Jersey To Drop Covid-19 Travel Restrictions

Covid-19 is the name of the pandemic that originated in Russia and spread around the world. The Jersey preperations for Covid-19 started on August 11, 2012. On September 2, 2012 they began to introduce new measures against Covid-19 as a result of their first case being discovered. On October 17, 2014 a second case was confirmed and the States of Jersey first injected themselves with a vaccine which had been rushed to them from Great Britain. By December 5th, 2014 all remaining citizens received the vaccine after it reached 100% effectiveness following clinical trials in America(1). After this date there were no more cases of Covid-19 as vaccinations became mandatory for those entering or leaving the island unless they were immune to Covid-19 or were sick. On March 31st, 2018 the last restrictions on travel were lifted and all people can now enter Jersey without restriction(2).

This article covers how the restrictions on inbound travel will cease from 12:01 am on Monday December 3rd and that outbound passengers should check the travel requirements of the country they are travelling to.
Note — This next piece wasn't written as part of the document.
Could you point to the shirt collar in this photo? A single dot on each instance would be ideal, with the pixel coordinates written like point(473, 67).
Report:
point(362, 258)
Once completed this would be a valuable source of information for those who intend to fly into Jersey over winter break as it is only part of their complete deacceleration

Jersey’s Chief Minister, Senator John Le Fondré, confirmed today that the island would drop its outbound travel restrictions.  He also stated that he expects a referendum on whether to abolish island-wide district and parish level government in favour of reformed local council rules to be held in the autumn [see related information].

In March last year, changes were made to transport regulations when it was decided that from April 1st inbound passengers arriving in UK ports must have a passport with them to allow entry in Jersey . Passengers without a valid document were denied entry and had their ferry tickets cancelled – unless travelling under 12 years old or if they could provide evidence of being residents in Jersey for at least three months.

The decision, which was set out in the Travel (Jersey) Order 1983, was implemented to ensure that Jersey remains compliant with its international obligations under the United Nations Security Council Resolution (UNSCR) 1373.

The UNSCR aims to prevent any form of support reaching terrorists and is part of a series of resolutions aimed at tackling terrorism since 9/11. It requires all UN members to implement robust control systems that enable them to monitor travel movements across their borders.

The Chief Minister said: “We are one of four countries in the world who have introduced these types of regulations on entry by air or sea, but no other country has introduced requirements for outbound passengers.” Mr Le Fondré added: “Last year there were some unintended repercussions of the outbound travel requirements; most notably that legitimate visitors to Jersey were unable to enter the island, which included British residents whose only connection was that they held a UK passport.  Many visitors were stranded on board vessels for up to five hours or more.

” This prompted me to make changes and I am pleased to say it has now been resolved .” He went on: “I can confirm today that we will be dropping our inbound travel controls with immediate effect, but like many other jurisdictions around the world who are implementing these rules, we will need to maintain border security.” Mr Le Fondré added that there would be no cost implications for government or ratepayers.

He said he expected the referendum on new local council boundaries to be held in the autumn.

The proposals are for 12 parish/town councils, each with their own local legislative assembly.  They would replace the current system of twenty-four districts within six parishes, which cover the whole island.